Tornando al S. Agostino, un panno verde copre il tavolo, il cui piano prospetticamente inclinato ospita anche un volume posto in primo piano leggermente sporgente rispetto al bordo del tavolo, con un effetto ottico che ritroviamo nel secondo S. Matteo con l'angelo, conservato nella Cappella Contarelli (anche i lacci del volume sono identici), e nella cesta di frutta della Cena in Emmaus (Londra, National Gallery), posta in bilico sulla mensa.
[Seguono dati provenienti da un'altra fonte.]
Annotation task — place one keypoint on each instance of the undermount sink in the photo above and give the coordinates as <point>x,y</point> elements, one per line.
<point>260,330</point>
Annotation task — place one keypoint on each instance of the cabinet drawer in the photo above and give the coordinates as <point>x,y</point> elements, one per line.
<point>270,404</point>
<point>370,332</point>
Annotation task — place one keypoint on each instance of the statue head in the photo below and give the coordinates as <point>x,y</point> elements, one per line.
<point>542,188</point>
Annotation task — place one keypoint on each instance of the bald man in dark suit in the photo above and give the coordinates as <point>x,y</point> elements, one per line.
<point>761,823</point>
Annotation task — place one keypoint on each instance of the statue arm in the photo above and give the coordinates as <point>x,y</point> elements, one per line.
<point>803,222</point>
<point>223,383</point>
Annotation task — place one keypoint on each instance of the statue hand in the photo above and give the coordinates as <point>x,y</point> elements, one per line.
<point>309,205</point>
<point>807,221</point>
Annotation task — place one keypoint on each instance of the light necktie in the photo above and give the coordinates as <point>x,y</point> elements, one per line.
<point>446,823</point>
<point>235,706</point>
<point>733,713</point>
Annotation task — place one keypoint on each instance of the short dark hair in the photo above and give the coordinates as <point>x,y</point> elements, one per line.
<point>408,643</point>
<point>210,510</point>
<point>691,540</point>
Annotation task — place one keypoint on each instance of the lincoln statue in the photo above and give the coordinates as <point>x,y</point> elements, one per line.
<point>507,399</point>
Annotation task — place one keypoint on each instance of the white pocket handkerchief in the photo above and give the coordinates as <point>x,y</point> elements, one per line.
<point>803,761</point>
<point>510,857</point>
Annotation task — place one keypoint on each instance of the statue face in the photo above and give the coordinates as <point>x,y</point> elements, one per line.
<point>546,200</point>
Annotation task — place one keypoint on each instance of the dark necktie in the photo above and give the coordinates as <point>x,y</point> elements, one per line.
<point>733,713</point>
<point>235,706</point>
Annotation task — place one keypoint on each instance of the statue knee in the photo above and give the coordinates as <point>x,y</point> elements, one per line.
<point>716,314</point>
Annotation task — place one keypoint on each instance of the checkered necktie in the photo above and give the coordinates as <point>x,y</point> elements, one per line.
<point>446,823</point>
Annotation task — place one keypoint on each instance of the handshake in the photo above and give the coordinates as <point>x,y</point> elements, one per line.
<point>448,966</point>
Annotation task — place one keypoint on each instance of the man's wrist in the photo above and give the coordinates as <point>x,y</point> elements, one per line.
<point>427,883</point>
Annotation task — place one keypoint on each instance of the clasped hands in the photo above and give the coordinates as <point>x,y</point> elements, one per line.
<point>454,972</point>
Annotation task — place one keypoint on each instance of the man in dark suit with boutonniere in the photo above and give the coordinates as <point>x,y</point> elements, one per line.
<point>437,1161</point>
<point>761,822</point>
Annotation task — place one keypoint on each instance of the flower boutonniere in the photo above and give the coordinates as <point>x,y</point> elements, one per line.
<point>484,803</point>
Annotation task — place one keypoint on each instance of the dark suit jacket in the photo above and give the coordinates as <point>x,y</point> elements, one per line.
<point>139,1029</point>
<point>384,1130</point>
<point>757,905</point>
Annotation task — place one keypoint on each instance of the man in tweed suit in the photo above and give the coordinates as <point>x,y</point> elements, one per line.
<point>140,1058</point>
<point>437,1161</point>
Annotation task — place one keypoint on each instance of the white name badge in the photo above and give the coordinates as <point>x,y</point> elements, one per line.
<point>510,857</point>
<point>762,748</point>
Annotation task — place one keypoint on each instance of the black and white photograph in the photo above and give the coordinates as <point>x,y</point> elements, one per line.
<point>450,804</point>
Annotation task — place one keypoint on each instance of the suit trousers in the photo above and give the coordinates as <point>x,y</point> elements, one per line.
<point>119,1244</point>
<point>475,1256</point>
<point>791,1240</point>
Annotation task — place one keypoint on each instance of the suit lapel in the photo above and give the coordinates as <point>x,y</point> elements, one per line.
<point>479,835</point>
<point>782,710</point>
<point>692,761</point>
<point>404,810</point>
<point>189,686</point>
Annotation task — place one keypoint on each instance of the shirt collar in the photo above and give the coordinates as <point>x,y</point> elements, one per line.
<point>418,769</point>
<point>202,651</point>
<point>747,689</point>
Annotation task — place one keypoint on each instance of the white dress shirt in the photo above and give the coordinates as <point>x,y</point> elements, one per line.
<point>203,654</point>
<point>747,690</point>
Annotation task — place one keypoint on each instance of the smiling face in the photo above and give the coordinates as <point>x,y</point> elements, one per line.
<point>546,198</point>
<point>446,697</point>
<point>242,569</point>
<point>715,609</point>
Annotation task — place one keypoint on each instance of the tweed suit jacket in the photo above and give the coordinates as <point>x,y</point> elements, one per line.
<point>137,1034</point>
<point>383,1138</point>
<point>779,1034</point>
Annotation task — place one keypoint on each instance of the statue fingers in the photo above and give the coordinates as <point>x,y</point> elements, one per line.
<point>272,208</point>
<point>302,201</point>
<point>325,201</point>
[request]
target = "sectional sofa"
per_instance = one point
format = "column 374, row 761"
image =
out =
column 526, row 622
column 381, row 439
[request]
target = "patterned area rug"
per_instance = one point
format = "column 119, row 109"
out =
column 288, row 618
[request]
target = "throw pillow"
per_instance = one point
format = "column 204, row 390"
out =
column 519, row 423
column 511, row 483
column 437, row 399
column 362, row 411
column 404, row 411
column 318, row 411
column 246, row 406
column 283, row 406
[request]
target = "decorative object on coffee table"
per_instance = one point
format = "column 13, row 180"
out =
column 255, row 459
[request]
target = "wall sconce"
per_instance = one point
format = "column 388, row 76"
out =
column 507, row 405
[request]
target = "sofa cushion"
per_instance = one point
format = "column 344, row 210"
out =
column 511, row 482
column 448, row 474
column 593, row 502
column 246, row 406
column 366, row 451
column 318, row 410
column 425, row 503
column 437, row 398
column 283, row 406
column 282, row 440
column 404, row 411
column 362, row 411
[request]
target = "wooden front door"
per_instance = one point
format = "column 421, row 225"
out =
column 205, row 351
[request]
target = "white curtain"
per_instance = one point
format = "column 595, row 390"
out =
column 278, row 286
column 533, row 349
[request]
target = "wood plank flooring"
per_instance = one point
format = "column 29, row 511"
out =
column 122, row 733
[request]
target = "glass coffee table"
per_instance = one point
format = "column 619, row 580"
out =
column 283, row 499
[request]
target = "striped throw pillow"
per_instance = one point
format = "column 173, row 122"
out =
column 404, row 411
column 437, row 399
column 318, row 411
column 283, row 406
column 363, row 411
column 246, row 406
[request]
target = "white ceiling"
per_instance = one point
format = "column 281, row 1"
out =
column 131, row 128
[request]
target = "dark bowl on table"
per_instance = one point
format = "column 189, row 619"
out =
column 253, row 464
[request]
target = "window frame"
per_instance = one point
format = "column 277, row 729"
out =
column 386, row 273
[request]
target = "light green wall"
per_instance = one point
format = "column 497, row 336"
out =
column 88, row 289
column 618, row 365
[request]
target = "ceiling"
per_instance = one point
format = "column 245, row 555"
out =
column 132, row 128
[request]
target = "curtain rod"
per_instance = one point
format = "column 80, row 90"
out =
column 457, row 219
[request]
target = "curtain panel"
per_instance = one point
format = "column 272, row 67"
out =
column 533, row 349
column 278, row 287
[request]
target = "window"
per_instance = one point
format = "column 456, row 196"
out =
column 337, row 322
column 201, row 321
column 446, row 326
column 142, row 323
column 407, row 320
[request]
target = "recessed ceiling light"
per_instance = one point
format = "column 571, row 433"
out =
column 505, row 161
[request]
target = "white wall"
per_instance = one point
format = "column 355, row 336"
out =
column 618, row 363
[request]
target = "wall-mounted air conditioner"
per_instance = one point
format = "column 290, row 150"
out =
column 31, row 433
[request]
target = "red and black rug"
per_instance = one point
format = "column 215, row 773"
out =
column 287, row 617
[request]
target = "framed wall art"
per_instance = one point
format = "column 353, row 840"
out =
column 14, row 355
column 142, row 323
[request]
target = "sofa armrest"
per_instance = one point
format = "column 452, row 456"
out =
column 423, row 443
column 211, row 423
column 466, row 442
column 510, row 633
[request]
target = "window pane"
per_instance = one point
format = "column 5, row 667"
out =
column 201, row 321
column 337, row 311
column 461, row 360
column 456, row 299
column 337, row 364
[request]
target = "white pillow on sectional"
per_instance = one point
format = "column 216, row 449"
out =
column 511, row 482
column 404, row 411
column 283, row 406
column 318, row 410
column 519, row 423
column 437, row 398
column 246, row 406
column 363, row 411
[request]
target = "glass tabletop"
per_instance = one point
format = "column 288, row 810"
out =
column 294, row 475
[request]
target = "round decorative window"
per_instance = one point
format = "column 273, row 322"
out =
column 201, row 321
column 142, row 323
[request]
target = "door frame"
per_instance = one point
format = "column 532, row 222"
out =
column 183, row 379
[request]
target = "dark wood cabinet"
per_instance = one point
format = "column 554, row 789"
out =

L'ombra del libro scivola lungo il bordo del tavolo e sfuma nell'accompagnarlo verso il basso con una perfetta padronanza delle leggi ottiche. La luce e le ombre sono i soli elementi di movimento in questo quadro rigoroso, essenziale e rarefatto, in cui il silenzio del raccoglimento del Santo si fa palpabile, e la intensa concentrazione del volto dominano e motivano la composizione. I libri, in primo piano e sullo sfondo, il teschio, la penna, il cappello da vescovo faranno da modello per molti artisti successivi, vedi il S. Agostino di Ribera (Palermo, Palazzo Abatellis), vedi il S. Agostino di Vignon (Toledo, chiesa di S. Pietro Martire), entrambi artisti che dipingevano per i Giustiniani.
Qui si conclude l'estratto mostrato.